Mongabay.co.id

Merangkul Limbah Abu, Menjauhi Energi Hijau

Keputusan Presiden Jokowi untuk meneken PP No 22/2021 tentang penyelenggaraan perlindungan dan pengelolaan lingkungan hidup memunculkan kontroversi. Peraturan yang menjadi turunan dari UU Cipta Kerja No 11/2020 ini mengatur pengecualian terkait limbah batu bara dari kategori limbah B3 (Bahan Berbahaya dan Beracun).

Padahal, PP Nomor 101 Tahun 2014 tentang Pengelolaan Limbah Bahan Berbahaya dan Beracun sebelumnya menyebutkan bahwa limbah batu bara termasuk dalam kategori limbah B3.

Hal ini sontak membuat pemerhati lingkungan mengambil posisi kontra. Sebab, beberapa penelitian menyebutkan bahwa limbah batu bara adalah sesuatu berbahaya bagi kesehatan dan mengancam lingkungan hidup.

Fly Ash (abu terbang sisa pembakaran) dan Bottom Ash (Abu padat yang tidak terbakar) yang dalam aturan terbaru tidak dikategorikan sebagai limbah B3, adalah limbah padat hasil dari pembakaran batu bara pada pembangkit tenaga listrik.

Laporan berjudul Ash in Lungs: How Breathing Coal Ash is Hazardous to Your Health (2014) dari lembaga Physicians for Social Responsibility and Earthjustice menjelaskan bahwa komposisi abu bisa menjadi sangat bervariasi tergantung pada jenis dan cara pembakaran batu bara.

Disimpulkan bahwa semua Fly Ash yang dihasilkan mengandung sejumlah besar senyawa kimia berjenis Silika. Silika ini kemudian yang dapat menyebabkan penyakit paru-paru yang melumpuhkan dan pada beberapa kondisi bisa sampai ke tahap yang fatal. Di Indonesia sendiri, laporan berjudul Kita, Batu bara & Polusi Udara (2015) dari tim peneliti Harvard dan Greenpeace Indonesia menguak fakta yang menyedihkan.

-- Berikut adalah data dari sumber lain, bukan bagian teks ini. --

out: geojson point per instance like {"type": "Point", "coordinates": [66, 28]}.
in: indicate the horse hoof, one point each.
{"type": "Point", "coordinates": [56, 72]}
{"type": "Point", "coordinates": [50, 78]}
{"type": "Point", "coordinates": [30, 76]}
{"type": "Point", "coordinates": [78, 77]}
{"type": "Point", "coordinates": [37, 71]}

Hasil penelitian mengungkap angka estimasi kematian dini akibat PLTU Batu bara yang saat ini sudah beroperasi, mencapai angka sekitar 6.500 jiwa/tahun. Sebab, PLTU melepaskan jutaan ton polutan beracun seperti merkuri, timbal dan arsenik setiap tahunnya sehingga berperan dalam memperburuk kualitas udara.

Baca juga: UU Cipta Kerja, Revisi UU Minerba, dan Terbukanya Gerbang Krisis Iklim

 

Batubara, pembakaran batubara menjadi masalah bagi iklim. Foto: Hendar/Mongabay Indonesia

 

 

Agenda Besar Industri Batu Bara

Terlepas dari fakta ini, Kementerian LHK tidak bergeming atas kritikan masyarakat dan justru mengklaim bahwa keputusan ini pun lahir berdasarkan kajian ilmiah. Tapi, bisa dimaklumi teguh pendirian pemerintah jika melihat latar belakang motif ekonomi dan lobi politik yang tidak sembarangan.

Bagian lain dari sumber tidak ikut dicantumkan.